The study introduces total-internal-reflection optical quadrature microscopy that achieves holographic imaging of individual biomolecules with decoupled amplitude and phase. The approach detects and quantifies single proteins below 100 kDa, resolves oligomeric states with an average mass resolution of 28 kDa, and directly measures the specific excess polarizability of proteins (239 ± 4 Å^3 kDa⁻¹). Calibration with AuNPs validates quantitative amplitude retrieval and theoretical scaling. Access to the complex field enables post-acquisition refocusing and phase-sensitive analyses, expanding holography to sub-20 nm scales in biological and materials applications. Future work should increase illumination power density, optimize TIR incidence for maximal field enhancement, implement active phase modulation and structured illumination to stabilize illumination phase, add a bleed-through channel for absolute phase measurement, and employ atomically flat substrates to minimize background, with the prospect of surpassing common-path geometries in single-molecule sensitivity and mass resolution.
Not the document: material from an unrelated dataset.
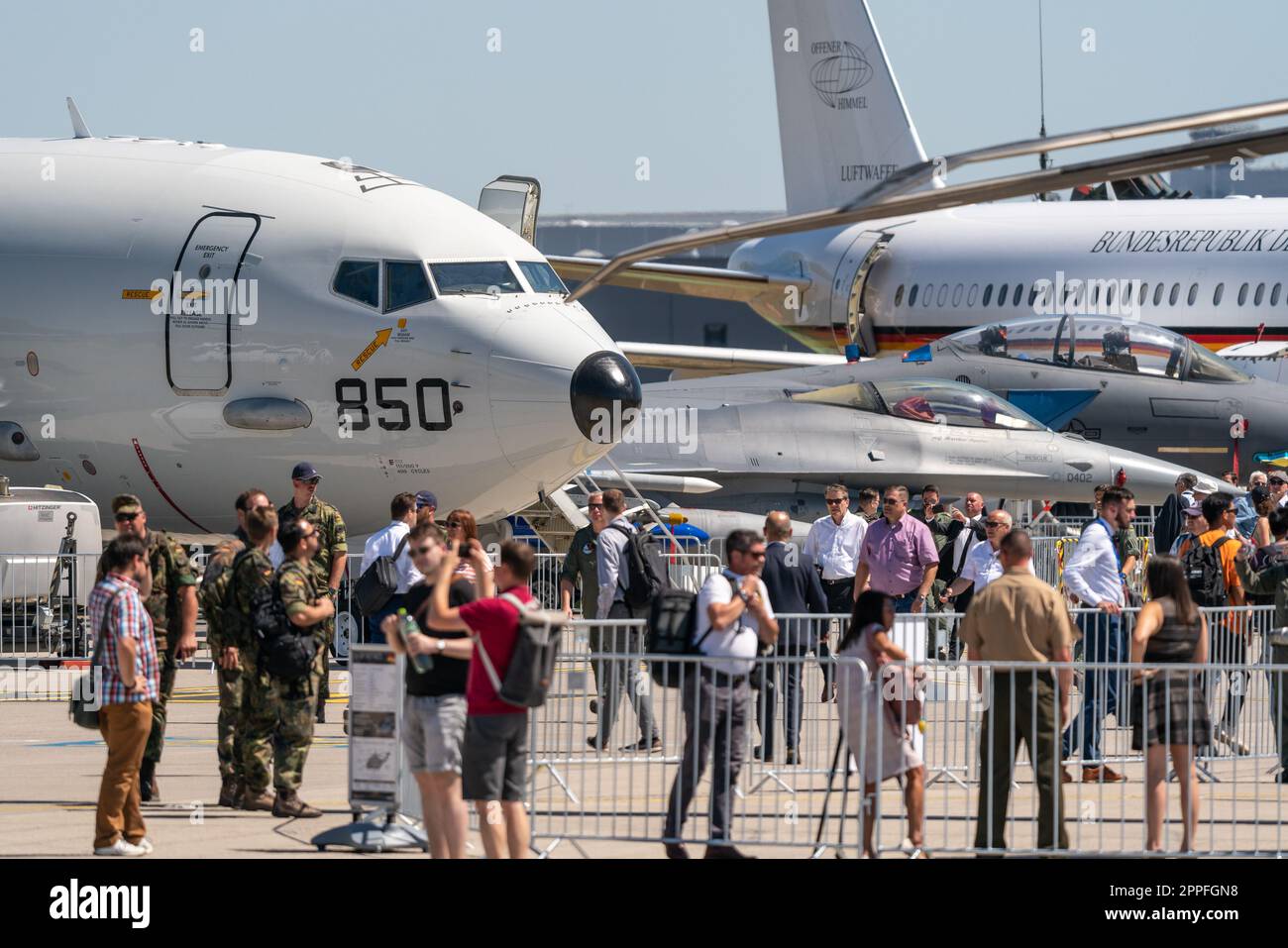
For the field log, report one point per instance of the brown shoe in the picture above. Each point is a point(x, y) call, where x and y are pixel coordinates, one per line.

Current experiments are limited by an illumination power density of ~50 kW cm⁻² (about an order of magnitude below mass photometry), reducing shot-noise-limited sensitivity. The TIR incidence angle was not optimized, yielding only ~10% field enhancement versus a potential threefold intensity increase. Absolute scattering phase is not measured due to unknown reference–illumination phase; only relative phase is retrieved. For low-contrast (small) particles, phase precision deteriorates due to finite localization precision. Imperfect coherence between reference and scattered fields produces a ~20% intensity discrepancy between holography and dark-field. The roughness of standard glass substrates contributes background speckle, and while differential analysis mitigates this, atomically flat substrates could further improve precision. Present mass resolution (28 kDa) remains above that of state-of-the-art mass photometry.